In this regard, Mr Junqueras and Ms McDonald agreed to collaborate in the processes of social and national liberation of the Catalan and Irish peoples.

Belfast, the capital of the North of Ireland

In Belfast on Wednesday 25, Mr Junqueras and Mr Solé visited the Áras Ui Chonghaile visitor centre dedicated to the Irish trade union leader James Connolly, where they witnessed the coincidences in the struggle for the 8-hour working day fought in Catalonia, with the Barcelona Traction, Light and Power strike as one of the cornerstones, and in Ireland, under the leadership of James Connolly. “Connolly had been a member of the British army and had left to fight for the cause of workers and of Ireland. The parallel with Francesc Macià is obvious: he was also a colonel in the Spanish army and left to fight for the cause of Catalonia,” Mr Junqueras explained.

At the end of the visit, they met with Sinn Féin's national chairperson, Declan Kearney. They addressed fundamental issues, such as the exercise of the right to self-determination and the ways to achieve it in Catalonia, the positive trend that various sovereignist progressives are experiencing in countries such as Catalonia, the Basque Country and Ireland, as well as the strategies for negotiation in political conflicts, in which Kearney conveyed to Esquerra’s representatives how they learned from the experience of the African National Congress in South Africa.

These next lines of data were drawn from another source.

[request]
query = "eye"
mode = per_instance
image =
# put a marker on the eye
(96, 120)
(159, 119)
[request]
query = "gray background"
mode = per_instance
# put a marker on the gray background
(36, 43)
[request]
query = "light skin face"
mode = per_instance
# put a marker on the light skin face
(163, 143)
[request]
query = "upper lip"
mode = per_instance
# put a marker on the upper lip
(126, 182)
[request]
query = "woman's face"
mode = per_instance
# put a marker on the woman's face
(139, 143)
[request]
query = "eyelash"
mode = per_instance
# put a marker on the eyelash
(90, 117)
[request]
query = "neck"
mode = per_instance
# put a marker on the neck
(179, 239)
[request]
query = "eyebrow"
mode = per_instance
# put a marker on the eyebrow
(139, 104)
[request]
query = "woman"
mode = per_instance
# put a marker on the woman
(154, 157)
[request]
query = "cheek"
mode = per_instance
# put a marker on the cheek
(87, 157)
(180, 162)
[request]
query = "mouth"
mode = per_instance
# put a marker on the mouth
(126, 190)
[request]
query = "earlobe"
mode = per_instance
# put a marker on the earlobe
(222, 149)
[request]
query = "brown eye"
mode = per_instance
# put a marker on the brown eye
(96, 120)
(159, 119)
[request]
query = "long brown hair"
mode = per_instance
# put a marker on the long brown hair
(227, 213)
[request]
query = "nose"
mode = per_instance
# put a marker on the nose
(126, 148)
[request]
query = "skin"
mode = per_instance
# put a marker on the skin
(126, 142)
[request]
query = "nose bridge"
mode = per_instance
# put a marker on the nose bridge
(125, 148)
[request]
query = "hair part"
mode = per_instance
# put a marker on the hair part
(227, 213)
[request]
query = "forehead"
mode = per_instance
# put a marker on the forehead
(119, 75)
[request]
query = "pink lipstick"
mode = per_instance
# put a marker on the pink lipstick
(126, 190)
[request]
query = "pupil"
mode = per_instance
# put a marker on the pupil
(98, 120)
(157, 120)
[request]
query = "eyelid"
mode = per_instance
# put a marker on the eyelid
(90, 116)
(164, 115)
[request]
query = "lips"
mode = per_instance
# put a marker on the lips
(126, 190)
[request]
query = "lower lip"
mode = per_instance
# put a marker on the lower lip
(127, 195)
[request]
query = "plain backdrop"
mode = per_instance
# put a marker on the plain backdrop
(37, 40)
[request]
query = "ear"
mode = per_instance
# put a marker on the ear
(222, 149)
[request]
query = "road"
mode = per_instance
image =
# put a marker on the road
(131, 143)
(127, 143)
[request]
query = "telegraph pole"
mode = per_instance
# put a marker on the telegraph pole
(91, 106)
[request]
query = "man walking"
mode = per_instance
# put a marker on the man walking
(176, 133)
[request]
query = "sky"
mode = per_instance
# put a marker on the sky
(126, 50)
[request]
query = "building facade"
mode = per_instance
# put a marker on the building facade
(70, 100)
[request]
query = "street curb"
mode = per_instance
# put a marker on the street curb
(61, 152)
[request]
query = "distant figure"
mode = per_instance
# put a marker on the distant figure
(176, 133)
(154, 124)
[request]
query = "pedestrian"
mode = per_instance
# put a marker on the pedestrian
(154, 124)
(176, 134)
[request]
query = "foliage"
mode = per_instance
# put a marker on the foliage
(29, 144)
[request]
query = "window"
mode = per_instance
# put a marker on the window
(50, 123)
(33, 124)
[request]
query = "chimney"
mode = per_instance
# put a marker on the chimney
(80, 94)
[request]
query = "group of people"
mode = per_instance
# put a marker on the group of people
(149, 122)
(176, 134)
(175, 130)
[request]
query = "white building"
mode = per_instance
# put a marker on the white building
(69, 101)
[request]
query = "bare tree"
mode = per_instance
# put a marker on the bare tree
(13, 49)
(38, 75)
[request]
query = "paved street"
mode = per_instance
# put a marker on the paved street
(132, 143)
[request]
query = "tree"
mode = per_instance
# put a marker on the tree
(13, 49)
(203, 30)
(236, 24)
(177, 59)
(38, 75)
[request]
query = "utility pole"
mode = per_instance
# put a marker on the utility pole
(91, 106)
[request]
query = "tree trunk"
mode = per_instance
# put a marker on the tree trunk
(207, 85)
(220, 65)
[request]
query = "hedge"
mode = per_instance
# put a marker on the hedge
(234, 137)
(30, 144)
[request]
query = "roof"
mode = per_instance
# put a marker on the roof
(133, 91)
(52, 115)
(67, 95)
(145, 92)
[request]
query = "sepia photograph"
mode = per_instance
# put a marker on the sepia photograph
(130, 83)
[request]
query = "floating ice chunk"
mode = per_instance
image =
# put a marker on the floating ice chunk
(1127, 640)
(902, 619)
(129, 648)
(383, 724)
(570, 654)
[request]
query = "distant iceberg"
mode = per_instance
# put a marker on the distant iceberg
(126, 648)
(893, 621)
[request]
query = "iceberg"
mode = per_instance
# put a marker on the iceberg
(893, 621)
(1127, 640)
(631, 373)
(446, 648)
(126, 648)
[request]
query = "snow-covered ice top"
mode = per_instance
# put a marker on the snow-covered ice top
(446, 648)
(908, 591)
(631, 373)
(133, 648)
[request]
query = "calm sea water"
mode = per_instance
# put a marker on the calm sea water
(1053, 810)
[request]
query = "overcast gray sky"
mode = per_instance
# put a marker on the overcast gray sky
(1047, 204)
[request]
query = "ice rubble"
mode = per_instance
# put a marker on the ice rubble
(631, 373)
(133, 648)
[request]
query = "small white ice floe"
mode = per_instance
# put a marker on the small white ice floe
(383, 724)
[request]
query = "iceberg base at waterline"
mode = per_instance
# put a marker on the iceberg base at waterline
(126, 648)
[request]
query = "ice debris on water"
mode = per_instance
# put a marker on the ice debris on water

In addition, they analysed how to establish links and collaboration in terms of research and economics. Indeed, Catalonia and Ireland have many economic similarities, with very open economies which feature export capacity, the ability to attract investments, and generate employment. At the same time, they suffer similar problems, such as the difficulty in accessing housing due to the soaring prices of rentals and mortgages, with a high level of gentrification in which many young people and the elderly have to leave the cities.

The coexistence of two communities

On Wednesday afternoon, Mr Junqueras and Mr Solé took the opportunity to visit the Lord Mayor of Belfast Ryan Murphy at the city hall of the capital of the North of Ireland. Belfast is a city divided into two communities, Catholic and Republican on the one hand, and Protestant and Loyalist, on the other.

During their conversation, they learned that the Lord Mayor, a member of Sinn Féin, the republican party par excellence, does not hesitate to participate in the celebrations of the Protestant community, which is why he goes to watch Protestant club football matches and participates in religious celebrations of both communities. “The City Hall building and the current mayor’s office are a symbol of how the two communities live together and how the relationships between them have changed,” concludes Mr Junqueras.